How is she supposed to manage all of this and the day to day minutia of life? Her job is stressful, her life is stressful, the lives of her children cause her concern as does the state of the world in which we live. Is there ever not something to add to the pile? The enemy constantly barrages her with one thing after another and at times she finds herself feeling fearful and defeated. This is a breeding ground for nightmares.
To look at Mary you would never know this is what she’s got going on in her life. Always quick to give a hug, a smile, or make you feel comfortable and important, she is the face of hospitality. Her life’s mission is to serve, and she is a natural at it. She’s the one out early walking the dog, decorating for all the different holidays, seasons and just because.
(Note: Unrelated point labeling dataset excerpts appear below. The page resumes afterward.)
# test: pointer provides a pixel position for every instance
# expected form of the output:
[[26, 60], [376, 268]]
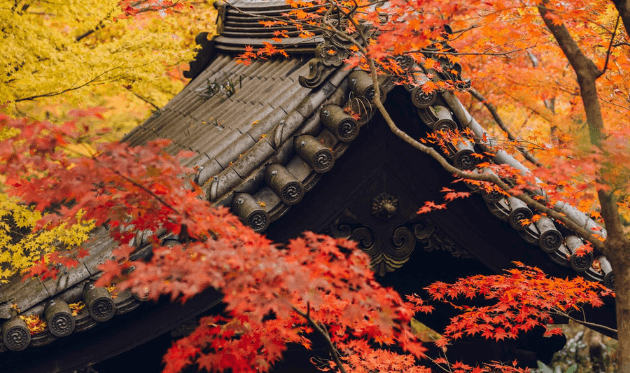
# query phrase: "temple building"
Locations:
[[276, 142]]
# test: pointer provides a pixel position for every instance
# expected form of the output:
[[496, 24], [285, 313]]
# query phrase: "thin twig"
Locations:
[[320, 329], [612, 38], [493, 110]]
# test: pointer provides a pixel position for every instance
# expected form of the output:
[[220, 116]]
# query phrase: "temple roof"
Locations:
[[264, 134]]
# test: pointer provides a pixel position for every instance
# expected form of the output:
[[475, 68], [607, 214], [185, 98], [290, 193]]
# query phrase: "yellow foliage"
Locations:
[[21, 248], [75, 54], [80, 53]]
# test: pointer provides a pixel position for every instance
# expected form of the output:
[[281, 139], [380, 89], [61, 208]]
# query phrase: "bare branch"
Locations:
[[612, 38], [322, 331], [493, 110]]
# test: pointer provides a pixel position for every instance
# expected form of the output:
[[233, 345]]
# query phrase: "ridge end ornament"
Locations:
[[384, 206]]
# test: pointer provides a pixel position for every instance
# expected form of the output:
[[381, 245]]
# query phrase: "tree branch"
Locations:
[[612, 38], [493, 110], [320, 329]]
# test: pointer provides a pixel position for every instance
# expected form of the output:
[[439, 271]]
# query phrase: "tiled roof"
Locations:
[[263, 135]]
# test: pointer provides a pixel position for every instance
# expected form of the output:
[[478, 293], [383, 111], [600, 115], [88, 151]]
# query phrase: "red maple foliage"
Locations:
[[274, 295]]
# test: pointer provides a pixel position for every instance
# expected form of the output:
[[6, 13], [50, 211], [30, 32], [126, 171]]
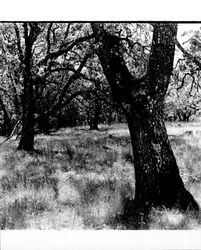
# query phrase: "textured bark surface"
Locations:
[[158, 182], [27, 136]]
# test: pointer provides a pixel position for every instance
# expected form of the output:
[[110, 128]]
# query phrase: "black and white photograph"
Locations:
[[100, 126]]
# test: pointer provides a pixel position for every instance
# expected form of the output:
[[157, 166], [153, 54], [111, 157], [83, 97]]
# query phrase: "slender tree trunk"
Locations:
[[27, 136], [43, 124], [94, 118], [158, 182]]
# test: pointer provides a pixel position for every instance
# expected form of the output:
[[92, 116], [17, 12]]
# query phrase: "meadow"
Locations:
[[79, 179]]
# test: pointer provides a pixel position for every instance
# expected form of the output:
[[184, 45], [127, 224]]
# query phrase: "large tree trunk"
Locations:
[[158, 182], [27, 136]]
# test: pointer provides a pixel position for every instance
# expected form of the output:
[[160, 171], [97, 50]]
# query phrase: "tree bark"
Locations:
[[6, 128], [94, 115], [27, 136], [158, 182]]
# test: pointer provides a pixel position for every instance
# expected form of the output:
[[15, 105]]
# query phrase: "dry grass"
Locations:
[[79, 179]]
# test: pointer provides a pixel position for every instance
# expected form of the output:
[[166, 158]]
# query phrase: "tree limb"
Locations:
[[188, 55], [21, 56], [66, 49]]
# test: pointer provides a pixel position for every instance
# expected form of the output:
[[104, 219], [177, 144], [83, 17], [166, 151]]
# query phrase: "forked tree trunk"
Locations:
[[158, 182]]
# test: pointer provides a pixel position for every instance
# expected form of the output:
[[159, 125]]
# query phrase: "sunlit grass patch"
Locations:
[[172, 219], [79, 179]]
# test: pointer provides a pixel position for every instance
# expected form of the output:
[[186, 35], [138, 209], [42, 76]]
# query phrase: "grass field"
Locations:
[[80, 178]]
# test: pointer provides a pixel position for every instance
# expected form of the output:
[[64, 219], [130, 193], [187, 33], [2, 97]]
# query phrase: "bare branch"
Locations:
[[66, 49], [48, 38], [188, 55], [21, 56]]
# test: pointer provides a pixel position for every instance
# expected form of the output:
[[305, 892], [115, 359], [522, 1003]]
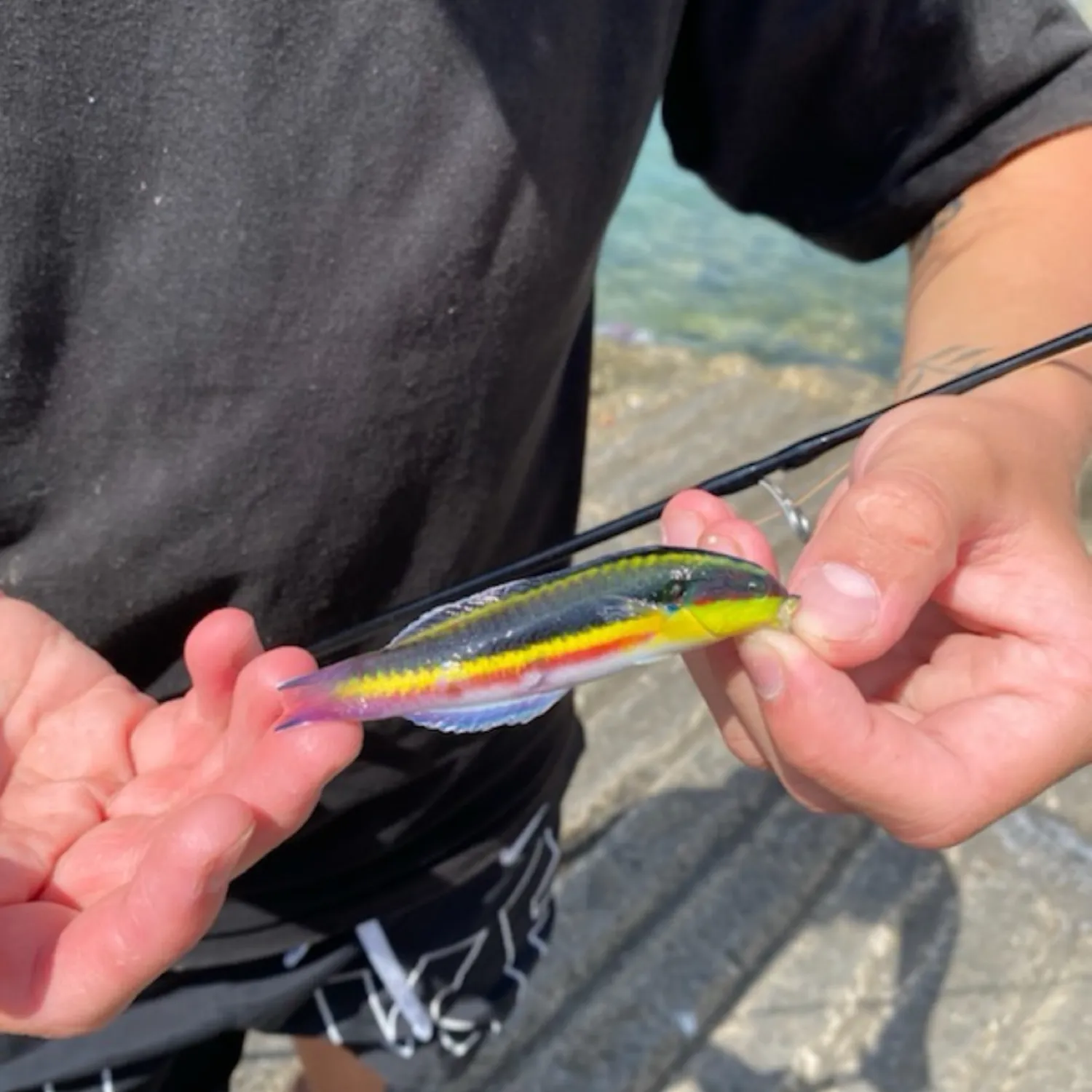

If there’s a cause that needs volunteers to decorate, cook, or provide things she’s there. Always thinking of others and hardly ever about self. We all have a Mary on our block. In fact, it could be you.
I often marvel at how she juggles so much at one time. She’s a person to model your life after and once you get to know her you learn what keeps her going. Mary’s faith could move mountains when needed. Her faith is strong, and she knows where her help comes from. Having her quiet time, praying, reading her scriptures, listening to Christian music and reaching out to her bestie are ways to bring her thoughts back to the center.
The fact that we all have lives and issues in our lives that can cause nightmares are sobering but the statistics don’t lie. At least 85% of adults report having had at least one nightmare in the past year. This proves that Mary’s struggle with nightmares is not an anomaly. She is not alone in her fight.
Are you a Mary? One of the 85%? If so, consider doing what she does to bring her thoughts back to the center. Mary’s faith is her centering piece. How’s your faith life? Do you have a quiet time established? If not consider establishing one. Read your scriptures, devotionals, and listen to gospel, contemporary Christian, or praise and worship music, Build up your faith and let God combat those nightmares.